Another common element in Whittington’s constructions is the mahogany tree/branch. MB315 is an arrangement of three of these branches. The 6-foot-tall mahogany rods are narrow and perfectly straight except for small dowels that extend out from them like sawed-off twigs. The shapes are so pared down to their essence as to be almost abstract. In QB215, Whittington hand-cut two 9-by-8-inch mahogany blocks on top of which she placed a tiny tree, like an abstracted memory of what the block of wood used to be.
In a 2014 interview with BURNAWAY, Whittington talked about her process-focused approach to her art and her devotion to research. She said, “It becomes all about the material, the ability to manipulate and the countless hours of research on the subject matter. I love to research things!” When she embarked on “With the Grain,” she delved into paper art forms and discovered quilling, a Victorian craft that involves rolling paper into tight spirals and using them to make shapes and designs. She then quilled BFK paper into small, medium, and large spirals, which appear most notably in TRQ315, where the viewer has the “aha!” moment realizing the quilled paper represents tree stumps. Once again, the work is light-heartedly self-referential. To solidify the reference, Whittington placed a tiny golden-brown tree/branch next to each white quilled stump.

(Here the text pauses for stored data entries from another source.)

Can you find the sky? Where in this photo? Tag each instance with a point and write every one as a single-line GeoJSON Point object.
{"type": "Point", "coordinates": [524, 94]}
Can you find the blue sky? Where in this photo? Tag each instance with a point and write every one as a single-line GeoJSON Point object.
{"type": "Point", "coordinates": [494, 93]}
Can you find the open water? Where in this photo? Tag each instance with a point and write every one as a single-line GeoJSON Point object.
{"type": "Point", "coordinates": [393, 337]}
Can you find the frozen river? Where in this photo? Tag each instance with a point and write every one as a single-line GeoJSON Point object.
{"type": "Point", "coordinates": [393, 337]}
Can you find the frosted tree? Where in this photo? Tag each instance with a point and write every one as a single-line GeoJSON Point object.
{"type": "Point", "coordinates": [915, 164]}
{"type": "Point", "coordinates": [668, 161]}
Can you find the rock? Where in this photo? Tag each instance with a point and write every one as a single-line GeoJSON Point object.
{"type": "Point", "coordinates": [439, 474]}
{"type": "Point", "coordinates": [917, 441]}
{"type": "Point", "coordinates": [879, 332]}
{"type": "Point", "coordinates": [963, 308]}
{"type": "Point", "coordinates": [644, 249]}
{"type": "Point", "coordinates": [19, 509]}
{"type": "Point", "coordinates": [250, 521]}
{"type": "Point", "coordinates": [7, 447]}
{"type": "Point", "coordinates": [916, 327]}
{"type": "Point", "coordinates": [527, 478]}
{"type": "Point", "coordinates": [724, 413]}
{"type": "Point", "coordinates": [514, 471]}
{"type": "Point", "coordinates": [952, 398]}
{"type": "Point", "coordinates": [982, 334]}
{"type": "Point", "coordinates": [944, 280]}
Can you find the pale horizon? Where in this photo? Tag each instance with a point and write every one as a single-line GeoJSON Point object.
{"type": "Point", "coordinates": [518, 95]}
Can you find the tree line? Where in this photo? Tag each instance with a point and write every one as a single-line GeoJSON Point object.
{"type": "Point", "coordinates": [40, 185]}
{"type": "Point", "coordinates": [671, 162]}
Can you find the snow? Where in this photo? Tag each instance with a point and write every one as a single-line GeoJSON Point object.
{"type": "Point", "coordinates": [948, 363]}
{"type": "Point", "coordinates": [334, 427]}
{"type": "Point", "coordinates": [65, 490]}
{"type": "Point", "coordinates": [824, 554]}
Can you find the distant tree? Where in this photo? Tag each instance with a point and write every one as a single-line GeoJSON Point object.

Four of the most striking pieces in the show are squares of embossed paper with hand-cut geometric shapes within a circular center. The circles represent saw blades, and the shapes inside them are the various cuts of wood the blades create. Obviously, Whittington is deeply drawn to trees, but she doesn’t hug trees so much as embrace the process that enables her to transform the tree’s essence. In “With the Grain,” she creates art that is as much about the beauty of the tools and the labor involved in working with wood as it is about the beauty of the wood itself.
Martha Whittington’s “With the Grain: Works on Paper” is at Sandler Hudson Gallery through March 5.
Caroline Stover is a resident of Atlanta who works in publishing.